Beneath its jokes about the New York Police Department (when Zoe calls them fascists, Aladeen adds, “And not in a good way”) and Osama bin Laden (who, the General confides, “has been staying in my guest house ever since they shot his double last year”), The Dictator is a comedy that wouldn’t mind being loved. Applying the same fish-out-of-water premise that Tim Burton worked to death with Johnny Depp’s vampire in Dark Shadows, Baron Cohen makes Aladeen sympathetic by shearing his beard and robbing him of his power. Now he’s just another Brooklyn schlub — though one with the resourcefulness to overcome his lowly status, and the wayward charm to win over a woman he calls “a midget in a chemo wig.”
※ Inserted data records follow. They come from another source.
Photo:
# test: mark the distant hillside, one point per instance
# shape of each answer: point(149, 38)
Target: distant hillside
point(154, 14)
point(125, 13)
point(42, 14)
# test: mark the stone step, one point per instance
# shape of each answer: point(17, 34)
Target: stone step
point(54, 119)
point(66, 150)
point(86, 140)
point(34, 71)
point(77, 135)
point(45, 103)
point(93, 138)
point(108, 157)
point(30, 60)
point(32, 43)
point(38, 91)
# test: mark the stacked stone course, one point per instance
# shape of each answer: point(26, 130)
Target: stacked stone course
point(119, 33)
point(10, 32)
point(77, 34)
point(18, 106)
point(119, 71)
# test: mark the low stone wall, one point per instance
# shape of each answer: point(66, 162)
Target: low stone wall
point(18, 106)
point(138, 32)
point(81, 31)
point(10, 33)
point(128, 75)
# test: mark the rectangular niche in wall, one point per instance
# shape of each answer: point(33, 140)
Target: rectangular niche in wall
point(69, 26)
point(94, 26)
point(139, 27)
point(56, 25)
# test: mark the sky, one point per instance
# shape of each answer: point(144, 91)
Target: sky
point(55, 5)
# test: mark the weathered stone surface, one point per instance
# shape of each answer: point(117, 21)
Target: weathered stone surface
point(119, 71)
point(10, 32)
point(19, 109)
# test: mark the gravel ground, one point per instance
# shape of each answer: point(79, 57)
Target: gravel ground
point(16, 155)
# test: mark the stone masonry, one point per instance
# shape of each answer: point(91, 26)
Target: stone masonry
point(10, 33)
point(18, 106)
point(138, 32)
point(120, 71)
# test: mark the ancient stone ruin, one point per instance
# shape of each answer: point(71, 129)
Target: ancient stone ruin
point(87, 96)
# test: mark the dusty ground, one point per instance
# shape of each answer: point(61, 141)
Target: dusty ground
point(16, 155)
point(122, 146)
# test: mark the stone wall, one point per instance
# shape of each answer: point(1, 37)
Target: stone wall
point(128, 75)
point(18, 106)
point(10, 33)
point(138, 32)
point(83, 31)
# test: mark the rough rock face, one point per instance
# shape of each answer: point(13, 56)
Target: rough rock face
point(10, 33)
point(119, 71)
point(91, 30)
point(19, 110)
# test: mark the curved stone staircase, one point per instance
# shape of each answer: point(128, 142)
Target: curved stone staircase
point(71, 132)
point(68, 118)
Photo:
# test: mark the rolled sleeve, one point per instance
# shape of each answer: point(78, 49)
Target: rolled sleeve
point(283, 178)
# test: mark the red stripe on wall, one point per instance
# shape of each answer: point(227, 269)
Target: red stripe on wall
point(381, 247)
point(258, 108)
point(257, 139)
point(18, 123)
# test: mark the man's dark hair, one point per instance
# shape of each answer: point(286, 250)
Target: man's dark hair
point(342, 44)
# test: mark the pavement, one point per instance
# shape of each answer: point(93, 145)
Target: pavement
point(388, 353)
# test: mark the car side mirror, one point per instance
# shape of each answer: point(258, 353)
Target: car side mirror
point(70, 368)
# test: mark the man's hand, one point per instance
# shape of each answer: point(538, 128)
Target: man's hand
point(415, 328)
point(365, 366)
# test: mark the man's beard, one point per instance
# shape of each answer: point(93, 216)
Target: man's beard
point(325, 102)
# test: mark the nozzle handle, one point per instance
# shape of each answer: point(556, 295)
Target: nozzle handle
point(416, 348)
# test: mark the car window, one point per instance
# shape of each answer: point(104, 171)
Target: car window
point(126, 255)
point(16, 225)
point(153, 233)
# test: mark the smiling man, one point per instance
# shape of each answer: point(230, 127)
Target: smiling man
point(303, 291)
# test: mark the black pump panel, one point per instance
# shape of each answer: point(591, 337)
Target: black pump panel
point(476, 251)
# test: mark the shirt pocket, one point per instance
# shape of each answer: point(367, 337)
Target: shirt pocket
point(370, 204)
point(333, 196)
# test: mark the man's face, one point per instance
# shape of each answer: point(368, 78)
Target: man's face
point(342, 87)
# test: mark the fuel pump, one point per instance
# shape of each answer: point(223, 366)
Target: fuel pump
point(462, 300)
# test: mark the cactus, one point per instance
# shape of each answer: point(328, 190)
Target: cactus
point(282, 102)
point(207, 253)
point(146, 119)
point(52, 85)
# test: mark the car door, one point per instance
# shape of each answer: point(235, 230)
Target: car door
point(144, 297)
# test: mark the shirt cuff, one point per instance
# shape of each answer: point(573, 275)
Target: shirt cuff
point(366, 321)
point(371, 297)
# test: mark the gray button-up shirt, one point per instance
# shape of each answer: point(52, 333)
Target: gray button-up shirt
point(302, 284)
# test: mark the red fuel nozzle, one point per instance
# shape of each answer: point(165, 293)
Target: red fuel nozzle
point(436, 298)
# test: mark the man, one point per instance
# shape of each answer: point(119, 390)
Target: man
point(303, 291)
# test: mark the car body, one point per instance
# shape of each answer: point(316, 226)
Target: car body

In my review for the magazine, I wrote that Baron Cohen’s characters follow “the tradition of movie comedy anarchy, from the silent buffoon Harry Langdon to the Marx Brothers and Three Stooges and, in slightly milder form, to Jerry Lewis, Jim Carrey and Adam Sandler. All are innocents who never got the memo about acting grown-up. Baron Cohen simply gives this infantile ignorance a foreign accent and unleashes it in America, holding up a funhouse mirror to the country’s prejudices and repression.”

(SEE: Corliss’s review of The Three Stooges)

I should have mentioned Charlie Chaplin among the clowns, for The Dictator is a modern, more biting version of Chaplin’s 1940 film The Great Dictator, in which the star-director playing both a mittel-European emperor in the Adolf Hitler mold and his double, a Jewish barber. Chaplin’s movie ends with the barber replacing the strongman and pleading fervently for peace. (“Soldiers! Don’t fight for slavery! Fight for liberty!”)

Baron Cohen, a Jewish intellectual playing a slightly chastened (but still anti-Jewish) autocrat, gives Aladeen a big speech too: he outlines the steps that America would have to take to become a dictatorship — detaining political prisoners without trial, putting the media in the hands of one man — most of which we have achieved under Republican and Democratic Presidents. Leftists have often argued that the U.S. is a fascist country; Alexander Cockburn recently floated the notion in The Nation. But it’s weird and (this leftie says) salutary to find the thesis propounded as the emotional climax of a would-be mainstream movie.

(SEE: Baron Cohen’s Brüno in Top 10 Alter Egos)

Folks won’t see The Dictator for its political sentiments; they’ll go for the rambunctious wit, and because Baron Cohen has paraded his character on every TV show short of Cash Cab. I wish Aladeen well, even if I never got to be tortured by him.